If you are on a community that is any good, I almost certainly guarantee you this is not true. They may deem that action wasn’t necessary, they may not always take the action you want, but it is very likely that someone, somewhere has to view your reports and decide to take action, leave it as is or possibly escalate it up the chain. Filing multiple reports just makes their job harder because they have to spend time reading your duplicate reports, ensuring the issue was already handled, marking the report as read, etc.

Even if you read this and think “well, that may generally be true, but at this one community…,” there is a good chance that you are incorrect and are simply assuming something that isn’t true.

“If we make a lot of noise, they’ll do what we want!”

This might actually work for some people. But it won’t work with me and I suspect it won’t work for most well managed communities. I’m more likely to see you on your way (ban you, in less kind words) for abusing our resources and wasting the limited time that my staff and I have to spend on these matters.

When it comes to managing communities, there are few things I dislike more than members who waste our time in bad faith. We’re here to spend time on these matters, we’re here to help and read reports, whether or not the reports are accurate. I encourage people to make reports when they are suspicious of something. Not when they know a violation has occurred, but when they think we should take a look. In other words, many reports are resolved without action because no violation has occurred. That’s totally fine and I’m grateful that the member took the time to file the report.

But when someone knowing and willingly says “I am going to purposefully abuse you,” that prompts action on my part.

Repetitive Reports Do Not Help Anyone

The bottom line is that repetitive reports don’t help anyone.

They don’t help the people affected by problems being reported. The staff will be aware of the issue, as long as you report it, but if you report it over and over again, they have to specifically read about the same issue repeatedly and make sure it was taken care of. This means that it takes longer to get to actual issues.

They don’t help the community. The community has many issues, at any given time, that need to be addressed.

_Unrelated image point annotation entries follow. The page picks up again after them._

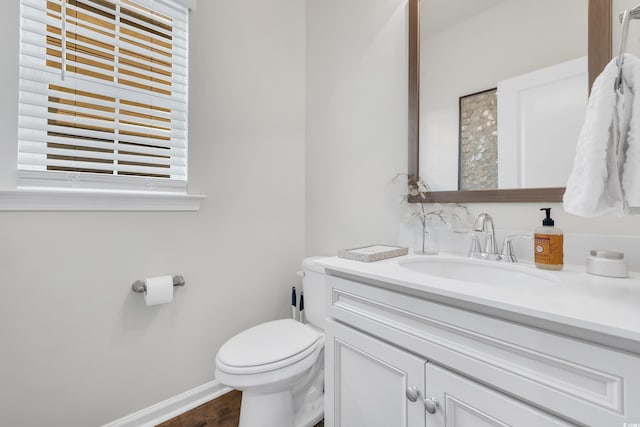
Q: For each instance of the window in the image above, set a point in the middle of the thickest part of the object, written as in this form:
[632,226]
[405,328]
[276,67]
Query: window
[103,95]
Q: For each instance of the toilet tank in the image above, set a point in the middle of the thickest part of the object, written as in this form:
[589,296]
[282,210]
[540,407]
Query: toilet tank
[313,287]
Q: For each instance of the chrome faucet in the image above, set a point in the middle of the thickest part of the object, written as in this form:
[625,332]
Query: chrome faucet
[484,223]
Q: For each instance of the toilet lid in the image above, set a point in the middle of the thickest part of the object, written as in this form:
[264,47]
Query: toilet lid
[269,343]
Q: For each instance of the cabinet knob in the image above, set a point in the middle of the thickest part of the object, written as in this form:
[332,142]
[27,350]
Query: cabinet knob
[431,405]
[413,394]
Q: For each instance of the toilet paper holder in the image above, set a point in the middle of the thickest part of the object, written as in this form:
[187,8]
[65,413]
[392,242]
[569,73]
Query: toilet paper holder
[139,286]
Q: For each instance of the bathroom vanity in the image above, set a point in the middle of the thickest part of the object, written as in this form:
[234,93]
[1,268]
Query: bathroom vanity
[448,341]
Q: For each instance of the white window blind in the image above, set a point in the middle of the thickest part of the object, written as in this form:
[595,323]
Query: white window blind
[103,94]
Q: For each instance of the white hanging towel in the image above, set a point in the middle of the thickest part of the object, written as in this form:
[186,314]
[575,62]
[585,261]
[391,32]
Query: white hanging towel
[595,187]
[631,148]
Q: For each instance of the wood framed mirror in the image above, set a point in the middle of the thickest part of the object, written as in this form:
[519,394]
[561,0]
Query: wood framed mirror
[599,54]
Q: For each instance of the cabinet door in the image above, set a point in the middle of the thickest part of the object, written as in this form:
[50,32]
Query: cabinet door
[367,382]
[465,403]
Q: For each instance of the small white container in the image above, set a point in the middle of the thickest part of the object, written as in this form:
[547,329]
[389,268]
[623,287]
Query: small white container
[607,263]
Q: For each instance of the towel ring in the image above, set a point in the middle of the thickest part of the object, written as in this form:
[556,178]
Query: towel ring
[625,17]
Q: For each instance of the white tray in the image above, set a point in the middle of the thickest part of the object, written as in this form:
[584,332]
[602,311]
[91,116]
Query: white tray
[372,253]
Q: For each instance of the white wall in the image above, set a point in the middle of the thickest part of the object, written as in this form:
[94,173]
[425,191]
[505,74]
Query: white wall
[356,122]
[505,41]
[356,134]
[78,348]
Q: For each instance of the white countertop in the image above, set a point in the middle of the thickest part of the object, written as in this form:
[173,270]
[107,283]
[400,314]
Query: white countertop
[606,306]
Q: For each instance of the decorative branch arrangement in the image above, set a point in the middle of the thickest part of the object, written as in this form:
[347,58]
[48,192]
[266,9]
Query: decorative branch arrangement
[446,213]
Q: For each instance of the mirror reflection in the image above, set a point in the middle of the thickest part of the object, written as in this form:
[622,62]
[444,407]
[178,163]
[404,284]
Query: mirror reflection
[503,91]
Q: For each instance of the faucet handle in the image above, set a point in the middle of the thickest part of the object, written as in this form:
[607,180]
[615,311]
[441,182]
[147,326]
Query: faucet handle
[508,254]
[474,249]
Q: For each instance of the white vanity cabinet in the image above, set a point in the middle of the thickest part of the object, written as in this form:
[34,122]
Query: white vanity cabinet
[388,353]
[375,384]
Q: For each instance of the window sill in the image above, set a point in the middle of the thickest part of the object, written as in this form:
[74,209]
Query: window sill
[75,200]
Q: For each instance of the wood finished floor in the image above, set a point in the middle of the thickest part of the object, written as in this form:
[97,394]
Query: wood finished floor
[221,412]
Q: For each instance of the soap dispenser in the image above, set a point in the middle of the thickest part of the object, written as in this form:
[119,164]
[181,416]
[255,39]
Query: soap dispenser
[548,244]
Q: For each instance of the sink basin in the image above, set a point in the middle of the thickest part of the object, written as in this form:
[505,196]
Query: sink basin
[478,271]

Making the staff sift through multiple reports of the same one is a selfish way of using resources that could go to problems they aren’t yet aware of.

They don’t help the staff. During the time that we are cleaning up your mess of reports, we are getting less done than we usually would.

They don’t help you. Your issue isn’t seen or dealt with any faster. Although staff should never (and will never, hopefully) ignore a report from you, no matter how much they don’t care for you, you are certainly building a reputation and engaging in a bad behavior yourself. This will be documented and could lead to facing some sort of consequence, up to being banned from the community.

This isn’t to scare anyone from reporting, but just to explain how report systems work when it comes to the people who actually have to view the reports. I think I speak for most when I say that we want you to report something if you feel strange about it, but we don’t want you to abuse the system or file multiple reports for the same issue, anymore than you want us to send you 30 emails to ask you one question.